There is a TIME to teach them independence, responsibility, self-reliance. To be firm but friendly, to discipline with love, for soon, so soon, there will be a time to let them go to try their wings, for children won't wait.

There is a TIME to treasure every fleeting minute of their childhood.







Just eighteen precious years to inspire and train them. We will not exchange this birthright for a mess of pottage called social position, or business success, or professional reputation.

An HOUR of concern TODAY may save years of heartache tomorrow. The house will wait. The dishes will wait. The new room can wait. But children don't wait.

There will be a TIME when there will be no slamming of doors. No toys on the stairs, no childhood quarrels, no fingerprints on the wallpaper. Then may we look back with joy and not regret. There will be a time to concentrate on service outside our home; On visiting the sick, the bereaved, the discouraged, the untaught, to give ourselves to the "least of these." There will be a time to look back and know that these years of love were not wasted. We pray there will be a time to see our children upright and honest souls, loving God and serving all.

God, GIVE US WISDOM to see that today is the day with our children. That there is no unimportant moment in their lives. May we know that no other career is so precious, no other work so rewarding, no other task so urgent. May we not defer it nor neglect it, but by Thy Spirit accept it gladly, joyously, and by Thy grace realize that the time is short and our time is now,

*FOR CHILDREN WON'T WAIT!*


----------



## Lyris (Mar 29, 2012)

Congratulations! No better smell than a newborn's head.


----------



## that_girl (Jul 6, 2011)

YAY!!! congrats!!


----------



## Holland (Aug 20, 2012)

Congratulations C2W fantastic news :yay:

Wishing you a happy and healthy pregnancy.


----------



## Caribbean Man (Jun 3, 2012)

Congratulations and best wishes to you and your husband on your pregnancy.
Here's one of my favourites by Sting , a song about love and life.

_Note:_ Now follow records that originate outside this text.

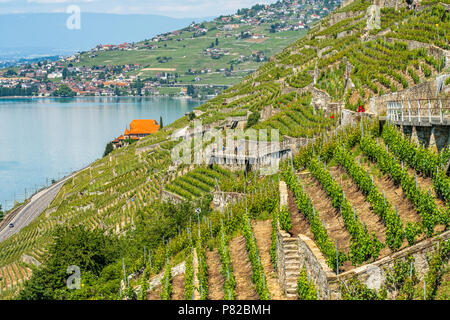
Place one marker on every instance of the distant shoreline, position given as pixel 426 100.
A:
pixel 85 97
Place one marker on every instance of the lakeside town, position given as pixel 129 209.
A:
pixel 72 76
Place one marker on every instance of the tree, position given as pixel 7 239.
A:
pixel 91 251
pixel 108 149
pixel 253 119
pixel 64 91
pixel 191 90
pixel 65 73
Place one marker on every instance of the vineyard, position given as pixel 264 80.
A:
pixel 360 192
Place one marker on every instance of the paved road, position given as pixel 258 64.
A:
pixel 38 203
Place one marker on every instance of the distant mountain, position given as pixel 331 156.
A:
pixel 46 34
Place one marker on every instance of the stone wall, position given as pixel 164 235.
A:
pixel 435 136
pixel 171 197
pixel 349 117
pixel 374 274
pixel 378 105
pixel 316 267
pixel 221 199
pixel 288 259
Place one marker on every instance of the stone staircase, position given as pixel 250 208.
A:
pixel 292 266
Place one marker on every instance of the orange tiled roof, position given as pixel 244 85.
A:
pixel 142 127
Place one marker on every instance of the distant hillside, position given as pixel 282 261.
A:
pixel 219 52
pixel 46 34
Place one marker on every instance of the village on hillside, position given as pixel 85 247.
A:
pixel 216 66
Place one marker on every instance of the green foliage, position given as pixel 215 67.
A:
pixel 382 207
pixel 229 285
pixel 64 91
pixel 258 276
pixel 253 119
pixel 305 206
pixel 363 244
pixel 202 272
pixel 300 80
pixel 273 239
pixel 166 282
pixel 424 203
pixel 189 277
pixel 426 161
pixel 91 251
pixel 285 219
pixel 354 289
pixel 306 289
pixel 402 278
pixel 108 149
pixel 436 263
pixel 412 231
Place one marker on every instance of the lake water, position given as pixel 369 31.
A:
pixel 44 139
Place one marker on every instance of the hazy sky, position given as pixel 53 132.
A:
pixel 172 8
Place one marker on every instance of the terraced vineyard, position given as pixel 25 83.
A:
pixel 359 192
pixel 198 182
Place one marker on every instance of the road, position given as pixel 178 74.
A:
pixel 38 203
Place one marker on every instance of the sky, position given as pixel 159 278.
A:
pixel 171 8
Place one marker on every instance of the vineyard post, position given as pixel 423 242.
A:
pixel 418 109
pixel 337 259
pixel 124 272
pixel 429 111
pixel 424 289
pixel 409 111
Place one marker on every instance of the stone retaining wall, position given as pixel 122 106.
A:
pixel 373 274
pixel 326 281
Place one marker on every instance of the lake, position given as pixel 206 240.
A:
pixel 44 139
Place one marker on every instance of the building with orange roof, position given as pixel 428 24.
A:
pixel 138 129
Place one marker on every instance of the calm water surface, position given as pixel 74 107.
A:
pixel 44 139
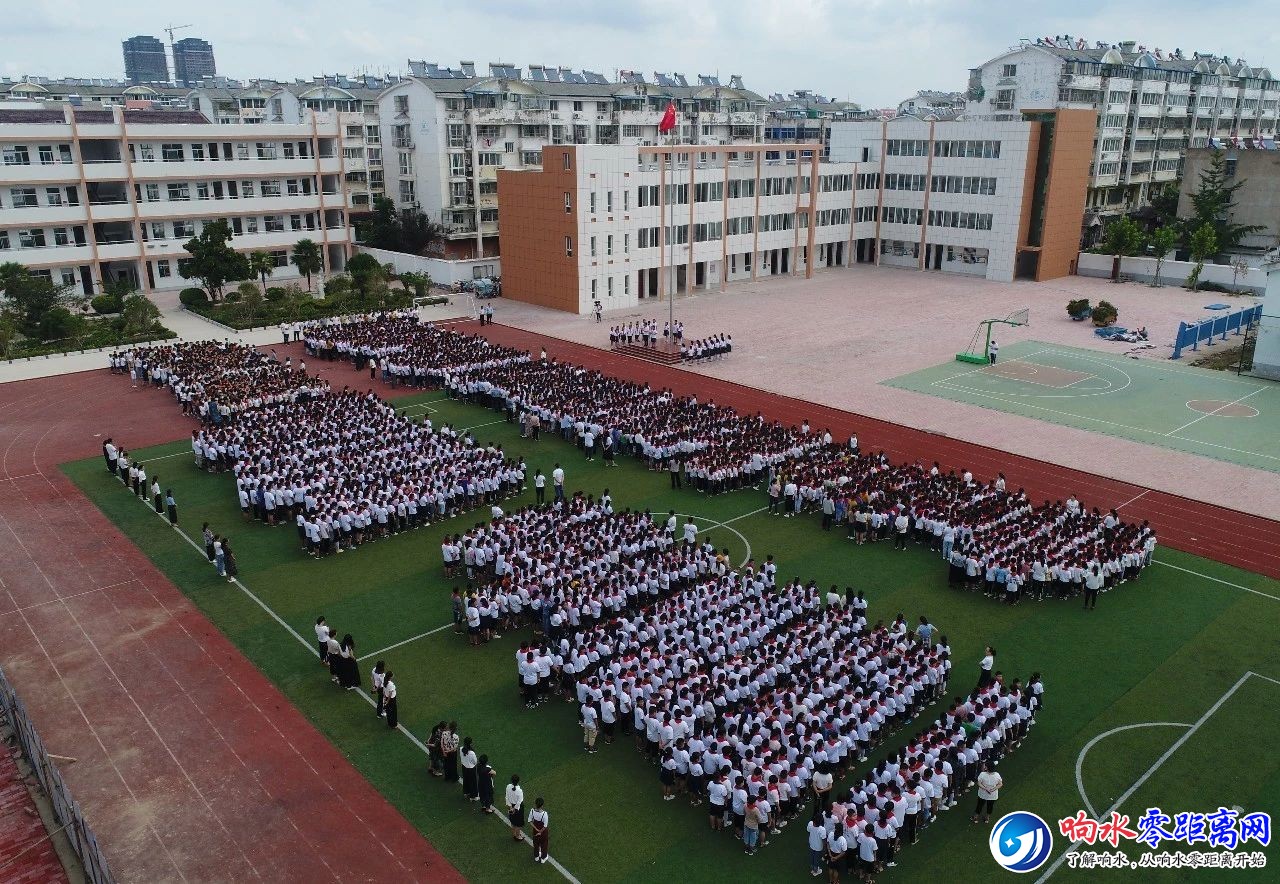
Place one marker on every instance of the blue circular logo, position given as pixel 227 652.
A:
pixel 1020 842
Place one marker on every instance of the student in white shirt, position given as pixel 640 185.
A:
pixel 988 791
pixel 515 801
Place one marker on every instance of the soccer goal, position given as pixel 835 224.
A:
pixel 979 346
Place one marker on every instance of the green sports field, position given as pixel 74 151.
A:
pixel 1173 647
pixel 1165 403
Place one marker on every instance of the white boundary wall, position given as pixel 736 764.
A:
pixel 1171 273
pixel 440 270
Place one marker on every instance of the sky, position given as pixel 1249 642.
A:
pixel 876 53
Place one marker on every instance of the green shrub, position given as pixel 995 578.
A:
pixel 193 298
pixel 105 303
pixel 55 324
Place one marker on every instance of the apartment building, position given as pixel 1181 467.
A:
pixel 1000 200
pixel 625 224
pixel 353 100
pixel 447 132
pixel 192 60
pixel 145 60
pixel 1151 106
pixel 90 196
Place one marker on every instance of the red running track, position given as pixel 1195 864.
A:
pixel 191 765
pixel 1225 535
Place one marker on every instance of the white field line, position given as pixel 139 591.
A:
pixel 1133 499
pixel 1216 411
pixel 310 645
pixel 1216 580
pixel 401 644
pixel 1151 770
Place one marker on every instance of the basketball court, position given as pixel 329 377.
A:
pixel 1200 411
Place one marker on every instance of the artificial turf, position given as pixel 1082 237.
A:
pixel 1162 649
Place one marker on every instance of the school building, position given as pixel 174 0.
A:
pixel 622 224
pixel 1000 200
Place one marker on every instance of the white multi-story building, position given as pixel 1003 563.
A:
pixel 353 100
pixel 984 198
pixel 90 196
pixel 627 224
pixel 1151 106
pixel 447 132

Sting, Fields Of Gold.value


----------



## Created2Write (Aug 25, 2011)

Thanks everyone! 

SA, that poem was lovely.


----------



## Coffee Amore (Dec 15, 2011)

Congratulations, C2W! I am so happy for you. 

I still remember my excitement at my first pregnancy. You'll carry that feeling with you for the rest of your life. And when the child is acting up years later, you'll draw on that memory a lot too. Take lots of photos. They grow up fast. I didn't quite understand what people meant by it when they said it to me, but now I do. Give them memories, not necessarily things. 

You'll be a great mother.


----------



## Created2Write (Aug 25, 2011)

Thanks CA!  I'm definitely anxious, but I'm also excited.


----------



## Created2Write (Aug 25, 2011)

Zanne said:


> Oh, C2W, that's wonderful news! Congratulations to you and your husband! I remember you saying that kids were not in your immediate future, but God has a way of blessing us in ways we can not imagine! I have no doubt that this surprise will be the best blessing of your life!! Take care of yourself, and don't be afraid to get lots of rest in your first trimester. Keep us updated!


We definitely weren't planning on this. Last month I had a strange cycle, and wasn't sure when I would ovulate. lol. Looks like God had a very different plan than the one we had. But I am so so happy, and so is my husband.  So I am thankful.


----------



## SaltInWound (Jan 2, 2013)

Congrats! It has been 22 years since I was in your shoes. How time flies. Enjoy every moment. Take lots of pictures.


----------